Literature DB >> 22890957

Comparative assessment of In Vitro-In Vivo extrapolation methods used for predicting hepatic metabolic clearance of drugs.

Patrick Poulin1, Cornelis E C A Hop, Quynh Ho, Jason S Halladay, Sami Haddad, Jane R Kenny.   

Abstract

The purpose of this study was to perform a comparative analysis of various in vitro--in vivo extrapolation (IVIVE) methods used for predicting hepatic metabolic clearance (CL) of drugs on the basis of intrinsic CL data determined in microsomes. Five IVIVE methods were evaluated: the "conventional and conventional bias-corrected methods" using the unbound fraction in plasma (fu(p) ), the "Berezhkovskiy method" in which the fu(p) is adjusted for drug ionization, the "Poulin et al. method" using the unbound fraction in liver (fu(liver) ), and the "direct scaling method," which does not consider any binding corrections. We investigated the effects of the following scenarios on the prediction of CL: the use of preclinical or human datasets, the extent of plasma protein binding, the magnitude of CL in vivo, and the extent of drug disposition based on biopharmaceutics drug disposition classification system (BDDCS) categorization.
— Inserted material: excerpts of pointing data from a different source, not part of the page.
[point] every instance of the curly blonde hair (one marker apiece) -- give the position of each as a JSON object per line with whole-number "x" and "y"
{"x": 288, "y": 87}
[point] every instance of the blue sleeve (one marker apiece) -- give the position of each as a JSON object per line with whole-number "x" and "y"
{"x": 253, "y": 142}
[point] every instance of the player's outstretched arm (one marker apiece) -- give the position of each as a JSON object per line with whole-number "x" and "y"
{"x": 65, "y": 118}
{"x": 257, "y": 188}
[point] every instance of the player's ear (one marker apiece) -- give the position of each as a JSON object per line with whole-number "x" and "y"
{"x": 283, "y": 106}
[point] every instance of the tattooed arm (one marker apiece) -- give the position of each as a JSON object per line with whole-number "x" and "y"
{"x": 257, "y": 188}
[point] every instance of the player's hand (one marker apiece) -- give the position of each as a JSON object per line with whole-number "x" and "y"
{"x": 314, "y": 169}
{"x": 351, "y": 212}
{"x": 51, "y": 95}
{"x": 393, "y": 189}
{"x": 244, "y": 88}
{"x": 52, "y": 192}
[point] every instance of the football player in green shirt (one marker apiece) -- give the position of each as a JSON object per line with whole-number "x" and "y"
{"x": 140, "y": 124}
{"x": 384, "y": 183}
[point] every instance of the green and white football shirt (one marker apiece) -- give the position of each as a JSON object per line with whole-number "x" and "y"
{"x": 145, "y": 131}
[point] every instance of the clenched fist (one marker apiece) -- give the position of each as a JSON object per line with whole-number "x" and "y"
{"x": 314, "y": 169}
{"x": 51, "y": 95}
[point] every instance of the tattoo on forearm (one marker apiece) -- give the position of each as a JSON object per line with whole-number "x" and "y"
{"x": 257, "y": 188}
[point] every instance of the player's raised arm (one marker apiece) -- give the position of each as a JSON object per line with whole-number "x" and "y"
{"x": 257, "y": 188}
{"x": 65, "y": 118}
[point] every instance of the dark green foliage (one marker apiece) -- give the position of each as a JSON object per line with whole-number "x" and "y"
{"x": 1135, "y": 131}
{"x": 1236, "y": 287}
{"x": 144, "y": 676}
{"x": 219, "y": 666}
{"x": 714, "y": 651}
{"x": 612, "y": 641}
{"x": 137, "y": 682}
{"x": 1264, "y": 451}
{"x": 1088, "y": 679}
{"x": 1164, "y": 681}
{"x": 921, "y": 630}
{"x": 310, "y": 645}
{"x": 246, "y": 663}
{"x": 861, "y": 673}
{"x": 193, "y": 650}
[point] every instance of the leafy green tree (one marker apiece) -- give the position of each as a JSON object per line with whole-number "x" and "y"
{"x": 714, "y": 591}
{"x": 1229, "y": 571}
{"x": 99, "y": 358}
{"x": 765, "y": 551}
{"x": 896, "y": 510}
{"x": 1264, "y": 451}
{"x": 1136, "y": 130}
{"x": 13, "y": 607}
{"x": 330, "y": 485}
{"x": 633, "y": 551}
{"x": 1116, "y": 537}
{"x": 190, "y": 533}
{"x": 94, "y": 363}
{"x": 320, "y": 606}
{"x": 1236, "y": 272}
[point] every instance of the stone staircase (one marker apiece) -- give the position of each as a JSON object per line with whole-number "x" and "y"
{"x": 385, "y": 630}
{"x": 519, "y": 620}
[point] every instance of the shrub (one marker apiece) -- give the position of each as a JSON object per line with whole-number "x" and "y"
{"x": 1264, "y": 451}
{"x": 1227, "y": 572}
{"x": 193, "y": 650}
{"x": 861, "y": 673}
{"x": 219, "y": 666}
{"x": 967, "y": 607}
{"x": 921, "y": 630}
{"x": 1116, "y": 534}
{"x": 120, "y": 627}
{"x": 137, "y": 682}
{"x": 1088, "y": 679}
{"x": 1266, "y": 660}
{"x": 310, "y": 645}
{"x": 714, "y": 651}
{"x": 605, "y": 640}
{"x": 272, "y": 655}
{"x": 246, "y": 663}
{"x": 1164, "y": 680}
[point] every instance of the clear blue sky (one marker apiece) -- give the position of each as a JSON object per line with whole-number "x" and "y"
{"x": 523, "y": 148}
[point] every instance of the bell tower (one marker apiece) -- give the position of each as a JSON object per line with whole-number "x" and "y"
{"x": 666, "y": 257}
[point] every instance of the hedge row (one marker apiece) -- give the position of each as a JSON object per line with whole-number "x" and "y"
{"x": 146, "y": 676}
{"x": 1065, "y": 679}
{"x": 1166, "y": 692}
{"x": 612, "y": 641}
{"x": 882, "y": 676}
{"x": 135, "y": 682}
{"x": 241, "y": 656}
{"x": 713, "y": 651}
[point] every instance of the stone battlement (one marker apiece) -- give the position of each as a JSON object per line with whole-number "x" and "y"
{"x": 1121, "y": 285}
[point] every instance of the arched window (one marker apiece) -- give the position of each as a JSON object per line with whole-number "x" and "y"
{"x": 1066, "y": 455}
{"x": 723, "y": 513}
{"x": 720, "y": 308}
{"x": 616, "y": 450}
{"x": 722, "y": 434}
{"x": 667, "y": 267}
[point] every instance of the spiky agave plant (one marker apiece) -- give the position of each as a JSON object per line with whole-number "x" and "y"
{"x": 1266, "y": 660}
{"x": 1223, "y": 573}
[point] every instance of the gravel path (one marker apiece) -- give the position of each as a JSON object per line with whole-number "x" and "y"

A large and diverse dataset of 139 compounds was collected, including those from the literature and in house from Genentech. The results of this study confirm that the Poulin et al. method is robust and showed the greatest accuracy as compared with the other IVIVE methods in the majority of prediction scenarios studied here. The difference across the prediction methods is most pronounced for (a) albumin-bound drugs, (b) highly bound drugs, and (c) low CL drugs. Predictions of CL showed relevant interspecies differences for BDDCS class 2 compounds; the direct scaling method showed the greatest predictivity for these compounds, particularly for a reduced dataset in rat that have unexpectedly high CL in vivo. This result is a reflection of the direct scaling method's natural tendency to overpredict the true metabolic CL. Overall, this study should facilitate the use of IVIVE correlation methods in physiologically based pharmacokinetics (PBPK) model.
Copyright © 2012 Wiley Periodicals, Inc.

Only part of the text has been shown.